Hazel’s heart sped. They couldn’t be talking about what she thought they were talking about. They couldn’t be. She took a slow step closer, feeling as though she were moving through something far more solid than air. Ben’s long legs took him past her into the crowd.

 

A few moments later he glanced back at Hazel, eyes shining. She didn’t need to hear him say it, but he did, grabbing her shoulder and whispering in her ear as if he were confiding a secret, even though everyone was talking about it.

 

“He’s awake,” he said, breath ruffling her hair, his voice low and intense. “The horned boy—the prince—is free. He’s loose and he could be anywhere.
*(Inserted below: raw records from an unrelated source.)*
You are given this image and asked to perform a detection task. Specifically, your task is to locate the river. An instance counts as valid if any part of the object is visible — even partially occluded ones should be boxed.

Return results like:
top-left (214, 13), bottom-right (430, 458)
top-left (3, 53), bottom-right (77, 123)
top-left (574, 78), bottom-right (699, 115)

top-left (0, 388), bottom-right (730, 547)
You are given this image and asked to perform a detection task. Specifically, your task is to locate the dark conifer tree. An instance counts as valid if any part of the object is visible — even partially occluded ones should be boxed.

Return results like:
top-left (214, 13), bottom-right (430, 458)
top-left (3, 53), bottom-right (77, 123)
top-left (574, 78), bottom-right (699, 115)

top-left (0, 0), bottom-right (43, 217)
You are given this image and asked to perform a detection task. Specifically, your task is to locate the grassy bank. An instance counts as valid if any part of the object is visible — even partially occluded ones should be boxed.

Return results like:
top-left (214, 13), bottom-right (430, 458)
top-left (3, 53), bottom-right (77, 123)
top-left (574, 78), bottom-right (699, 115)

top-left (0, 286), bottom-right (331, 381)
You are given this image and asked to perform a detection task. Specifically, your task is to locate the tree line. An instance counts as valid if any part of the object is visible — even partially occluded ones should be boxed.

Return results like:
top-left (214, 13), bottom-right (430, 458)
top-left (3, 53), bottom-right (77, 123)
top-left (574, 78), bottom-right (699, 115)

We have to find him before anyone else does.”

 

“I don’t know,” Hazel said. “We don’t really do that anymore.”

 

“It’ll be like old times,” Ben said, a grin pulling at his mouth. His eyes hadn’t been that bright in years. “The lone gunfighter coming out of retirement for one last battle, trusty sidekick at the ready. And do you know why?”

 

“Because he’s our prince,” Hazel said, and felt the truth of it. They were supposed to be the ones to save him. She was supposed to be the one to save him. And maybe she and Ben would have one last adventure along the way.

 

“Because he’s our prince,” Ben echoed, the way another person might have responded to a familiar prayer with “amen.”